In exchange, prosecutors agree to drop the DUI charges and allow participants to plead guilty to a reckless driving charge and have a judge withhold a finding of guilt so they can later expunge the case from their records.

Goldberger, whose clientele has included well-heeled defendants such as billionaire sex offender Jeffrey Epstein, says many celebrities like Woods would opt for such a program to resolve their cases as discreetly as possible.

Woods’ celebrity made his arrest the subject of local and national headlines. Other celebrities residing in Palm Beach County who have recently faced the same fate are NFL Hall of Fame linebacker Lawrence Taylor, who pleaded guilty on June 19 to a DUI charge resulting from a Sept. 2, 2016 car crash near Palm Beach Gardens, and tennis star Venus Williams, who was involved in a fatal car crash on June 9 in Palm Beach Gardens.

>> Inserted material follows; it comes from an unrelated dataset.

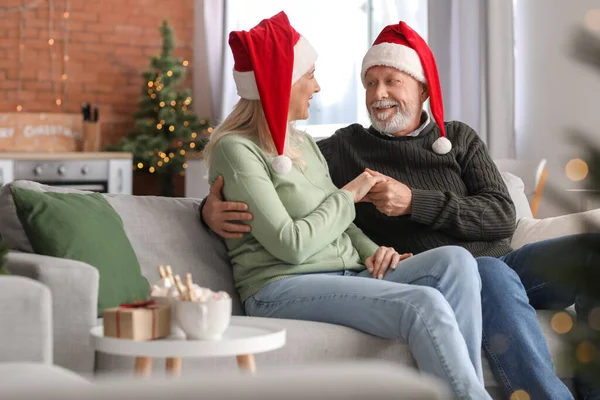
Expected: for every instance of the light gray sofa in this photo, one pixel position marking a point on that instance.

Williams was not charged with any infraction but has been sued for wrongful death by the family of 78-year-old Jerome Barson, who died from his injuries in the crash.

Despite Woods’ fame, West Palm Beach defense attorney Barry Paul thinks he should turn down the first-time DUI program and take his case to trial. Though Paul said he likes the local prosecutors’ program , he rarely advises people in Woods’ situation to take it.

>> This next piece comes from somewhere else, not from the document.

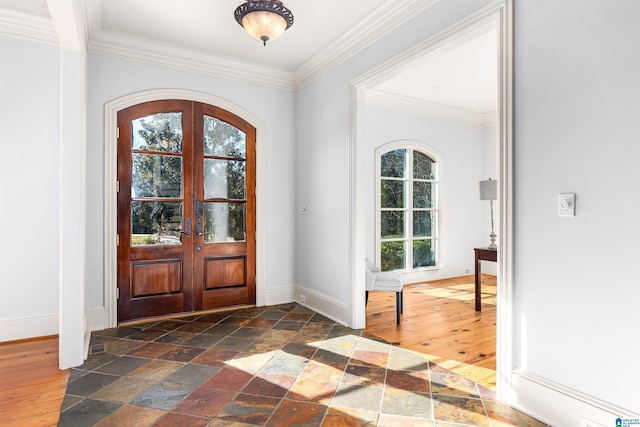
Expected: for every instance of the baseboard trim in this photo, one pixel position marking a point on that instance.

Dashboard cam footage released by Jupiter police showed Woods unsteady on his feet and his eyes closed when police conducted the roadside sobriety test the morning he was arrested. Palm Beach County sheriff’s deputies released a second video showing Woods taking two Breathalyzer tests at the Palm Beach County jail. Although his test results showed a 0.00 percent blood alcohol content both times, the video showed he fumbled saying his own name and appeared to lean over as if he was falling asleep while waiting to take the test.

Although those videos may not play well in front of a jury, Paul said he thinks Woods could make strong arguments, as he did shortly after his arrest, that his demeanor was a result of accidental, and involuntary, side effects from medicines that were prescribed for him after he had back surgery in April.

Woods has nothing to lose by going to trial, Paul said. Even if a jury were to convict Woods, Paul believes he likely would get the same year-long term of probation that he would have to serve in the diversion program.

“For Tiger, what’s the risk? What does he care if he has a DUI on his record or not?” Paul said, adding of a potential DUI conviction. “If I’m an over-the-road (truck) driver, that’s a bad thing. If I’m Tiger Woods, not so much.”

Of the diversion program, Paul said his clients find it a burden to outfit their cars for three to six months with an in-car Breathalyzer that requires them to blow into a tube that checks blood alcohol content every time they get behind the wheel. 

Brian Gabriel, another defense attorney who specializes in DUI cases, also said shortly after Woods’ arrest that he should go to trial and try for an acquittal, but last week Gabriel said he was no longer so sure.

Under the terms of the diversion program, Woods will have to let prosecutors know by the time of his arraignment Wednesday whether he will participate or not. Duncan in late May waived Woods’ appearance at court hearings, but he will have to appear in court if he plans to enter a guilty or no contest plea before Palm Beach County Judge Sandra Bosso-Pardo. He, of course, also would have to appear in court if the case were to go to trial.

Gabriel, who has no involvement in Woods case, says it’s possible that prosecutors and Duncan have already worked out a deal. If Woods has already started working on some of the conditions of the program, then it’s possible the parties can come to court Wednesday and allow Woods to enter a guilty or no contest plea so he wouldn’t have to return to court again as long as he completed the program.

As for his future in golf, Woods had tweeted just days before his arrest that he was looking forward to competing again professionally once he healed from his most recent back surgery.

Paul says no matter his intentions for the golf course, it’s unlikely Woods’ DUI charge will have him making many courtroom appearances.

“Even if he goes to trial, I wouldn’t be going back to court for multiple hearings,” Paul said. “I’d set the trial for next month and just get to it, and either way it goes he can get it over with and move on.”